In 1979, he moved to the beautiful Sierra foothills gold-rush town of Columbia, Calif., where he produced many fine-art photographs and published a book on the California gold rush country titled "The Mother Lode."
In 1989, at the University of Missouri, Moore received the first "Kodak Crystal Eagle Award" for impact in photojournalism from the National Press Photographers Association, an award designed to honor a photojournalist whose coverage was responsible for impact on a vital social issue and the way it changed peoples' lives or beliefs. This recognition was for his photographic coverage of the civil rights struggle from 1958 to 1965. These images are known worldwide, and Charles was very proud that they represented the most important body of work of his career.
He was inducted into the University of Alabama Communications Hall of Fame in 2007. His civil rights images were featured at the International Festival of Photojournalism, "Visa pour l'Image" in Perpignan, France, in 2002.

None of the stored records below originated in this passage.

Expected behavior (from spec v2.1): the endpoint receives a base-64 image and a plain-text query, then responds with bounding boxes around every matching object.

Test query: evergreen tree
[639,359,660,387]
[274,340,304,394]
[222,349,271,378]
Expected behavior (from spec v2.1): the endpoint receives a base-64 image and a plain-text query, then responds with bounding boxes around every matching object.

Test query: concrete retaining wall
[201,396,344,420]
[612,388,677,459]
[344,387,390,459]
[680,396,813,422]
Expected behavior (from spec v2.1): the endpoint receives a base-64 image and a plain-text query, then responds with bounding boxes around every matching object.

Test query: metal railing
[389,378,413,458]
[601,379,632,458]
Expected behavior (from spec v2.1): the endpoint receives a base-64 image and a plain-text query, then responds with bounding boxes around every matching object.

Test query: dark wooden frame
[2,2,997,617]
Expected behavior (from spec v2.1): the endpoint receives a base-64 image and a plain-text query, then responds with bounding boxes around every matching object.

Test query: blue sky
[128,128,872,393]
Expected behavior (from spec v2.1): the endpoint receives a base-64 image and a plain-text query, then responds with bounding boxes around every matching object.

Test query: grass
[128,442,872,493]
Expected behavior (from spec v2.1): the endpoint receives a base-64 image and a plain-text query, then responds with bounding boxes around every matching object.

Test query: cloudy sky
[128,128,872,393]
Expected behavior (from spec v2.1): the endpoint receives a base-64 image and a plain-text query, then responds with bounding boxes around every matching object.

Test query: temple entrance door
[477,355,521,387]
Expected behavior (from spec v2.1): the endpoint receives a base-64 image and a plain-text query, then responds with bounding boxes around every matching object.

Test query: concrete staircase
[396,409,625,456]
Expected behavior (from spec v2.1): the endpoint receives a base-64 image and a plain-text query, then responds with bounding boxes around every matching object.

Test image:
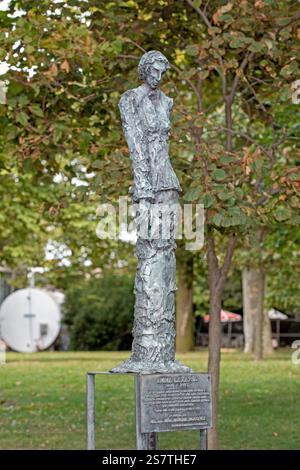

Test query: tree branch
[217,233,237,291]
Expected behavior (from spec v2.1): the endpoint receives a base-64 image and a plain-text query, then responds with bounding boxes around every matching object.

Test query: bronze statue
[112,51,190,373]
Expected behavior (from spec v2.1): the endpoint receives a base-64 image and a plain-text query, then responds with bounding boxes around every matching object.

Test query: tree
[1,0,300,448]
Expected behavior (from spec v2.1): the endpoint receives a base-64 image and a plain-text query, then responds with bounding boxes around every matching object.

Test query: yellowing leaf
[60,59,70,73]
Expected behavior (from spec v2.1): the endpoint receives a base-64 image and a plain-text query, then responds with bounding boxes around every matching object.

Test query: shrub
[64,274,134,350]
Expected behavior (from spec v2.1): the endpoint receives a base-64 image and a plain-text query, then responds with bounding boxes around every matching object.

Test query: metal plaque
[138,373,212,433]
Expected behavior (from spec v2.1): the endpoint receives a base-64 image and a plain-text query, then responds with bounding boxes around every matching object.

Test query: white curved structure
[0,287,61,352]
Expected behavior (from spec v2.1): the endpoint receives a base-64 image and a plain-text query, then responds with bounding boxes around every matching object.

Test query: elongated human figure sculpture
[112,51,190,373]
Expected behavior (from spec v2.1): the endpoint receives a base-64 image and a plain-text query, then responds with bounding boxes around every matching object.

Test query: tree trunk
[208,289,222,450]
[176,257,194,352]
[263,309,273,356]
[242,266,272,360]
[242,269,258,353]
[207,233,237,450]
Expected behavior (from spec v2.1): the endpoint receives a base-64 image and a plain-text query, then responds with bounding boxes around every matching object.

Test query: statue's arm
[119,91,153,200]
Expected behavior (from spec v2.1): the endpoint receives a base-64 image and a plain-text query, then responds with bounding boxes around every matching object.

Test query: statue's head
[138,51,170,89]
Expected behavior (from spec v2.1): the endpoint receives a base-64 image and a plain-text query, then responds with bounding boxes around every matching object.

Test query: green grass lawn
[0,350,300,449]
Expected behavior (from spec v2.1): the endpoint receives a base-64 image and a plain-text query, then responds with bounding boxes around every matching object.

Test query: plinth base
[110,358,193,374]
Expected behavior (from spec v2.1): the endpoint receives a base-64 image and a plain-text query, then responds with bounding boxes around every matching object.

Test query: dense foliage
[64,274,134,351]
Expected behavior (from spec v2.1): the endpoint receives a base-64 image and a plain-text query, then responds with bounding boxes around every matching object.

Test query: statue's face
[145,61,166,90]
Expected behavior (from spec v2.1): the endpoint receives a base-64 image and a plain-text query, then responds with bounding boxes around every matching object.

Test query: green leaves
[16,111,29,127]
[212,168,226,181]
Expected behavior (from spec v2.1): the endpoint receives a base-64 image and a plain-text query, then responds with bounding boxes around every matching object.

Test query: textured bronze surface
[112,51,190,373]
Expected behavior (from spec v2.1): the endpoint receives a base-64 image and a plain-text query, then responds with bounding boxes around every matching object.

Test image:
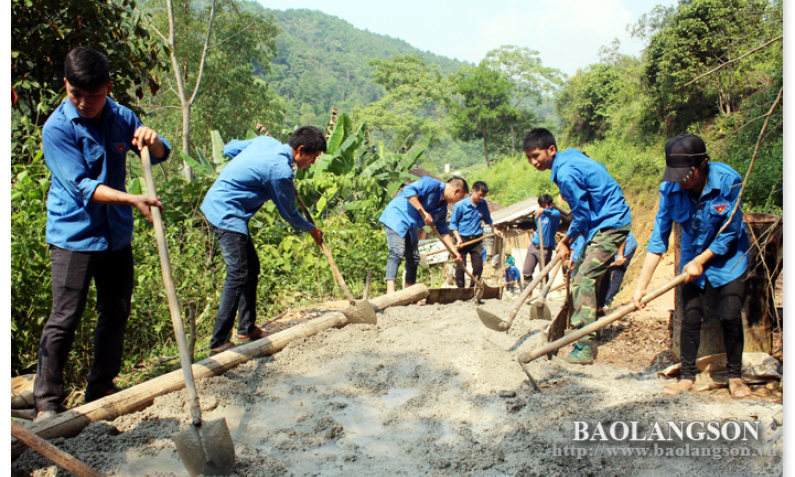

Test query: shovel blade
[530,300,552,321]
[171,418,235,477]
[477,308,510,331]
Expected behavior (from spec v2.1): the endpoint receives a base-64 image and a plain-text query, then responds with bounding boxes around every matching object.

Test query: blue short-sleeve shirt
[550,149,632,241]
[533,209,560,248]
[378,177,450,243]
[450,198,492,236]
[647,162,749,288]
[201,136,315,235]
[42,98,171,252]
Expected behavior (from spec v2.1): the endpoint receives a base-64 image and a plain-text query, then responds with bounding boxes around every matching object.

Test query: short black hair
[63,46,110,92]
[522,128,558,151]
[287,126,326,152]
[447,177,469,194]
[472,181,489,194]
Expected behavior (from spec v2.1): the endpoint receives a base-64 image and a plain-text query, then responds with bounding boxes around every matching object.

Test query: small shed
[489,197,570,288]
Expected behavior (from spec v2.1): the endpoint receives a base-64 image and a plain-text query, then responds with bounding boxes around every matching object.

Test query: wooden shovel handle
[425,233,497,257]
[11,419,105,477]
[517,273,687,364]
[141,146,202,426]
[293,183,356,303]
[508,255,561,322]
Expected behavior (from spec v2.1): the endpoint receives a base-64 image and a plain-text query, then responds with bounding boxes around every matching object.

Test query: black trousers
[33,245,133,412]
[455,234,483,288]
[680,274,745,379]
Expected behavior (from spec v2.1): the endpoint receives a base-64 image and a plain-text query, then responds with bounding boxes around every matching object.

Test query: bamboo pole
[11,284,428,460]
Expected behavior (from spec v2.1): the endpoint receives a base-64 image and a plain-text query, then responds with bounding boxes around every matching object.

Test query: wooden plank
[11,284,428,460]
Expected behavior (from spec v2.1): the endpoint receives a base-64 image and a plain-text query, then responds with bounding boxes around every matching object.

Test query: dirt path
[12,278,783,476]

His work is featured in many exhibits and collections, including: The International Center of Photography, the Howard Greenberg Gallery and the Whitney Museum, all in New York; the Smithsonian, Washington, D.C.; the Simon Wiesenthal Museum of Tolerance, Los Angeles; the High Museum of Art, Atlanta; the Newseum, Arlington, Va.; the Birmingham Museum of Art; the Civil Rights Institute, also in Birmingham; and the Museum of Photographic Art, San Diego.
His book "Powerful Days" (University of Alabama Press, 2002) is a compendium of his civil rights photography. A 2004 documentary film, "Charles Moore: I Fight With My Camera" is still being shown on public television stations and can also be viewed online.
Charles was represented by the photo agency, Black Star in New York City. They agency's director and Charles' longtime friend Ben Chapnick said, "He was not a cool detached photographer; rather he was viscerally involved with everything he photographed. This showed most strongly in his Civil Rights coverage in Montgomery, in Mississippi and in the Selma March. I was always impressed that someone of his generation raised in the South could take such a non-biased view on the issue of race. To Charles everyone was a person and had the right to be treated as one, not as an inferior. He did not preach it — he lived it."
Charles Moore is survived by his brother: Jim Moore, Conway, Mass.; his children, Michael Moore and April Marshall, both of Dothan, Ala.; Gary Moore, Lewisville, Texas: and Michelle Moore Peel, West Palm Beach, Fla.; seven grandchildren and three great grandchildren.
The family plans a memorial service/celebration of life in Florence, Ala., at a later date.
Photographer Ben Martin of Salisbury was a close friend and colleague of photojournalist Charles Moore.